Rudbeckias

If you enjoy quilled petals, Rudbeckia subtomentosa 'Henry Eilers' is a very durable, easy to grow upright plant with small flowers consisting of almost tubular petals set round a small chestnut-brown middle. It was found growing in the wild, among ordinary rayed daisies, in a railroad prairie in Montgomery County, Illinois by a sharp-eyed local nurseryman of the same name. It was introduced in 2003 and soon became highly popular.

R. triloba is another North American native, but from the central eastern United States, and the three-lobed leaves reflect its name.
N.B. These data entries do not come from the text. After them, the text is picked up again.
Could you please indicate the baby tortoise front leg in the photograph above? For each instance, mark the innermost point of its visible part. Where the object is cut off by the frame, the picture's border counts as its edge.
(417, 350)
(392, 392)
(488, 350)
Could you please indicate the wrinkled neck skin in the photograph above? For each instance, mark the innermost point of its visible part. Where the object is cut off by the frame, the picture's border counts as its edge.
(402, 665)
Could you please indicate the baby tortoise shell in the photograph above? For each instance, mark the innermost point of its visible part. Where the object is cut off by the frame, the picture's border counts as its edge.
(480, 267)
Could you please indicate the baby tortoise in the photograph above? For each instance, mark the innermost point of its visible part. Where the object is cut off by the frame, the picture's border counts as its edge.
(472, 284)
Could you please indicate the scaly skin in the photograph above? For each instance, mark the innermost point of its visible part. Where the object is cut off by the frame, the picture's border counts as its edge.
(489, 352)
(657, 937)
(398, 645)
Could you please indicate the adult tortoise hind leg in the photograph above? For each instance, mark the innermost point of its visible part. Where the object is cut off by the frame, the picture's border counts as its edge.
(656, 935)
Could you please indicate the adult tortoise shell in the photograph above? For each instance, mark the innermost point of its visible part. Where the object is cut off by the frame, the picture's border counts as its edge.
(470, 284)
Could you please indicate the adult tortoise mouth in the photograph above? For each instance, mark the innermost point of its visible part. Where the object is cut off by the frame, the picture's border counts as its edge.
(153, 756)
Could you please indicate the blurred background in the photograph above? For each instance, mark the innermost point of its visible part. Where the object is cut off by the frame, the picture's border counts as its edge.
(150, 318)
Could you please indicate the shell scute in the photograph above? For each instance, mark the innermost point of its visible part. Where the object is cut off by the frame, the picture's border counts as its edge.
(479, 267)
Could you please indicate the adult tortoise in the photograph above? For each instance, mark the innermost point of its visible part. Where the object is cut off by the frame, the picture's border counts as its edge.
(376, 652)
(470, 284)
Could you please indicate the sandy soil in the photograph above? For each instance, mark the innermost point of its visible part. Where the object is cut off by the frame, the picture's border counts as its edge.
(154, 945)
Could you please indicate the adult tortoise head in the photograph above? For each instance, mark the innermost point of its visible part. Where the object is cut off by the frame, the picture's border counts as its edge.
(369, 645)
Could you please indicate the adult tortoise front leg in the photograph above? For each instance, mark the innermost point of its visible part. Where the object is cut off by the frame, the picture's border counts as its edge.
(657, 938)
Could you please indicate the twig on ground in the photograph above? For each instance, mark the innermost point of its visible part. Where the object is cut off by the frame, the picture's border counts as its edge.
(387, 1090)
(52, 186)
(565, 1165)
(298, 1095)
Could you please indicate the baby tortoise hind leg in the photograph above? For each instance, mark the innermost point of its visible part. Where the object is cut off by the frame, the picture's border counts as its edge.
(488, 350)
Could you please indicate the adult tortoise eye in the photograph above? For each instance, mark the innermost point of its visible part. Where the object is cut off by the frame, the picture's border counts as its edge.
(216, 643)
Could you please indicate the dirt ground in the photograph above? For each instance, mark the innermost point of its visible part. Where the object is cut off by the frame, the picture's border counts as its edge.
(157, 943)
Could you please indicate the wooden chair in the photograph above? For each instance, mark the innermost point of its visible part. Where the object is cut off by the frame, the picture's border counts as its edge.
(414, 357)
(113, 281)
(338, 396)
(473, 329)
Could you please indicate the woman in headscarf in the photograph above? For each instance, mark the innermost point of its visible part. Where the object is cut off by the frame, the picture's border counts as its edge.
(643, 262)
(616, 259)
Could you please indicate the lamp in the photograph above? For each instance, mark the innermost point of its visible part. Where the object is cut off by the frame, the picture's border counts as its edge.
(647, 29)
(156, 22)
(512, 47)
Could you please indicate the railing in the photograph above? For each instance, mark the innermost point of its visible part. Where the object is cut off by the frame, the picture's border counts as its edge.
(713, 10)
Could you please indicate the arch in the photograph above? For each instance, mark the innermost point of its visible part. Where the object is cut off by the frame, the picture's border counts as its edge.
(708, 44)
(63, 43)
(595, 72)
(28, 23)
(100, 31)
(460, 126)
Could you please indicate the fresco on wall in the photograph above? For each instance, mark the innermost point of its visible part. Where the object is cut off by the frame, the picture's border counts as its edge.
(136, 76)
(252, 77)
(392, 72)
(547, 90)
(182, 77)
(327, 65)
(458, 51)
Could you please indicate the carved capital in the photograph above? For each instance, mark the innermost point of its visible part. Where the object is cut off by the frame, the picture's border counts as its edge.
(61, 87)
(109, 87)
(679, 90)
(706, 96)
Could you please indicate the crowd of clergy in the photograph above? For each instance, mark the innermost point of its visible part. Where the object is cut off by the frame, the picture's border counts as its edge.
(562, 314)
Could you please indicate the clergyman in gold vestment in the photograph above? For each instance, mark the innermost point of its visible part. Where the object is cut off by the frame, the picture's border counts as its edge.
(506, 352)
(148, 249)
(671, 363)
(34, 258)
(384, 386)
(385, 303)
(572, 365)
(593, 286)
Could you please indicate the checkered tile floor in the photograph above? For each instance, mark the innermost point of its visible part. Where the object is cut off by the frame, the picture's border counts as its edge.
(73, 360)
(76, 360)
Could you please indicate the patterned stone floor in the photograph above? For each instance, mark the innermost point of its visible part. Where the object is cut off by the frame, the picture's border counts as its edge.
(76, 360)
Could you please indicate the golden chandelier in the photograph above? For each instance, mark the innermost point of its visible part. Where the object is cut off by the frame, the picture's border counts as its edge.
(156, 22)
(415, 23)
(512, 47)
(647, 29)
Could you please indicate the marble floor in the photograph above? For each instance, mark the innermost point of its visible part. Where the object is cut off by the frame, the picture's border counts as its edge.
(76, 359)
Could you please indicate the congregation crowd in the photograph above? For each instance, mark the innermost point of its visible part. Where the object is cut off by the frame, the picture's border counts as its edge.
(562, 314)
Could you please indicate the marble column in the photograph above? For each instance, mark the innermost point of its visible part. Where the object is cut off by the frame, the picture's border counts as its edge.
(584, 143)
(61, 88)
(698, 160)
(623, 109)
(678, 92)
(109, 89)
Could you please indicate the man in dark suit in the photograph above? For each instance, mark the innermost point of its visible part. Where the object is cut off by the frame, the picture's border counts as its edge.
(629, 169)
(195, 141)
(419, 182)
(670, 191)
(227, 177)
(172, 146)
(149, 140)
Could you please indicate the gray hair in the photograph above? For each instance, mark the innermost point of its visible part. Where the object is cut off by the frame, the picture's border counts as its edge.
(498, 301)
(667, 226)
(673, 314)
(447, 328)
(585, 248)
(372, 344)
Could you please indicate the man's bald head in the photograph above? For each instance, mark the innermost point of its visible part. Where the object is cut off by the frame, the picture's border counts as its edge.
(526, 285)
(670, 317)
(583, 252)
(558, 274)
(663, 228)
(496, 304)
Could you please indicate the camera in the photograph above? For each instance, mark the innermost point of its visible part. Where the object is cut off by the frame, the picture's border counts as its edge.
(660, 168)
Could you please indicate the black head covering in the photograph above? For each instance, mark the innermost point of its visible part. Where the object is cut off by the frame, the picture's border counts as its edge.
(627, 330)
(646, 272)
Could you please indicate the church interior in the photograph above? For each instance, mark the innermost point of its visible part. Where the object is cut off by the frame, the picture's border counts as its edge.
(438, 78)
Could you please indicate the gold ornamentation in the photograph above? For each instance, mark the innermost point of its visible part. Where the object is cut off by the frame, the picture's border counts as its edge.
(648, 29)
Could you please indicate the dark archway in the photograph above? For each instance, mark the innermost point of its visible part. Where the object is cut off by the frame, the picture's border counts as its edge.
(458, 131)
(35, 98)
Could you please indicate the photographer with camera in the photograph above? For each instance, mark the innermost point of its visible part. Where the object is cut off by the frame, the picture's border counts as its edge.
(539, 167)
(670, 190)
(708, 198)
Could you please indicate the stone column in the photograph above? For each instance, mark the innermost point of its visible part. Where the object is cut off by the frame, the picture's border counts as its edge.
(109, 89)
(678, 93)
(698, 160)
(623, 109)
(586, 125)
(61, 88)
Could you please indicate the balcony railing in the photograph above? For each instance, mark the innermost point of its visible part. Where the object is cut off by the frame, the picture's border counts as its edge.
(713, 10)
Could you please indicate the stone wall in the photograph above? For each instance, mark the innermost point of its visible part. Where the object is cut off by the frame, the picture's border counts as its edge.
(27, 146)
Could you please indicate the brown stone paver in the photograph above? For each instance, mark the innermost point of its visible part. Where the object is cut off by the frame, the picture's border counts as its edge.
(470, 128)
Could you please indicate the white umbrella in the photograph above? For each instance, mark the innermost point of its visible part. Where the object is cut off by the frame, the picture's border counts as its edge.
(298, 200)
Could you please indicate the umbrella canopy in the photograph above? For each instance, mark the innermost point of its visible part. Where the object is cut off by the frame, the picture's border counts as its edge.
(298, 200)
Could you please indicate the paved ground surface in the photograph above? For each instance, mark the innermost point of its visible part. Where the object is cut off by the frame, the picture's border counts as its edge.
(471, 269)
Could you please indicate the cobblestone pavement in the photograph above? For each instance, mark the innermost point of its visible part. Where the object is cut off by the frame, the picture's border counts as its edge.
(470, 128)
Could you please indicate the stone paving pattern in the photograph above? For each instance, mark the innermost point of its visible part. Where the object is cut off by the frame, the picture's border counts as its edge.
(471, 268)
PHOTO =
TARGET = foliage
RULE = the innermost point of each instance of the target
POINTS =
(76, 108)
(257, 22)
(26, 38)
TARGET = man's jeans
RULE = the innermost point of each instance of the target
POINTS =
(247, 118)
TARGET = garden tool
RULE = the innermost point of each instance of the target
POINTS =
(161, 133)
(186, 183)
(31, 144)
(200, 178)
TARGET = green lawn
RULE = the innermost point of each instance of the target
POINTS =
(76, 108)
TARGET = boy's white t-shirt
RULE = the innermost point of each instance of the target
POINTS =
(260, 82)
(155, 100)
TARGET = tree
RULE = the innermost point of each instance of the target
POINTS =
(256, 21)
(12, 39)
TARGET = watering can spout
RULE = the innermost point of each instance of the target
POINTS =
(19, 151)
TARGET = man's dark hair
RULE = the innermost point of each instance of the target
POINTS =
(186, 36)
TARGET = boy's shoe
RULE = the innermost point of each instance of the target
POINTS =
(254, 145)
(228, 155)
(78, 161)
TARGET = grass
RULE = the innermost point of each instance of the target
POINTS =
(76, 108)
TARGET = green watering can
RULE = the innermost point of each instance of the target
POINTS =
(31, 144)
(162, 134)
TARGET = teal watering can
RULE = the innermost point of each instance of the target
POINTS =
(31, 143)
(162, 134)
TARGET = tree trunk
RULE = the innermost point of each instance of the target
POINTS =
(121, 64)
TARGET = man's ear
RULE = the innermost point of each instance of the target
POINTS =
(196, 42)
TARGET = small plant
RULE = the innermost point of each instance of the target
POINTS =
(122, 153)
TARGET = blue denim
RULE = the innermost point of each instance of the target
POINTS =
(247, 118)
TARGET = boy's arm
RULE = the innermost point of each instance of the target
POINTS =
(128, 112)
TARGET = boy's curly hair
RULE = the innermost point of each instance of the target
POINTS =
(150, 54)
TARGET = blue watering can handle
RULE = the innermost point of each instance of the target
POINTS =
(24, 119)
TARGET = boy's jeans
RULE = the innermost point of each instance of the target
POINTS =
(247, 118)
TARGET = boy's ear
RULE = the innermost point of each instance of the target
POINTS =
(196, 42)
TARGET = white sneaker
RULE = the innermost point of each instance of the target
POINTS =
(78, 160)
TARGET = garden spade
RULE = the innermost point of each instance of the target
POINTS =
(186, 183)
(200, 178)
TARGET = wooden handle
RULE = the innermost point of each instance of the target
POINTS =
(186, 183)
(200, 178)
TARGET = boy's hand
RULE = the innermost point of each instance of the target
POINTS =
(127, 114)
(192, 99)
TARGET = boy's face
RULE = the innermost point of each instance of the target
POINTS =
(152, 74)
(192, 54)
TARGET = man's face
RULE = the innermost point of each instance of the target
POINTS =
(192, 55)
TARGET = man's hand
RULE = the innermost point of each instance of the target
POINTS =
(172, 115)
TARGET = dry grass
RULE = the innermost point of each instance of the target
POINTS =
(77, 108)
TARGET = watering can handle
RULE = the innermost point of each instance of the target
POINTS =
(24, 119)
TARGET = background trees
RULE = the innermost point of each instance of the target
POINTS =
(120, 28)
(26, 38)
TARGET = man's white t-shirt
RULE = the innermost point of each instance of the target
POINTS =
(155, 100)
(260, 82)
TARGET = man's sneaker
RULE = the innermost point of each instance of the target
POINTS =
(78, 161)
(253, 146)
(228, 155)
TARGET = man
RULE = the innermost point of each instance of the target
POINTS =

It forms a bushy plant that's covered in small yellow daisies with crisp dark-brown middles, so this is show stopping when in full flow. The flowers last well into autumn, but this plant often flowers itself to death and rarely lasts more than three or four years. Once you’ve got it, you never want to be without it though.  





The classic, perennial yellow daisy is Rudbeckia fulgida var. sullivantii  'Goldsturm'. This golden yellow daisy flowers from August until October, with golden yellow petals beautifully arranged round a central dark-brown disc. This superb plant, the best rudbeckia of all, was discovered by another sharp-eyed nurseryman, Heinrich Hagemann, in 1937 in the Czech Republic. Hagemann convinced his employer Karl Foerster of Potsdam, Germany to propagate his discovery. However the 'Goldsturm', which  translates as Gold Storm, was not released until 1949.

If you’ve a smaller garden try Rudbeckia fulgida 'Early Bird Gold' (PBR), a hybrid from ‘Goldsturm’ discovered by a grower in Plaquemine, Louisiana. He noticed that it flowered two months earlier, beginning in June.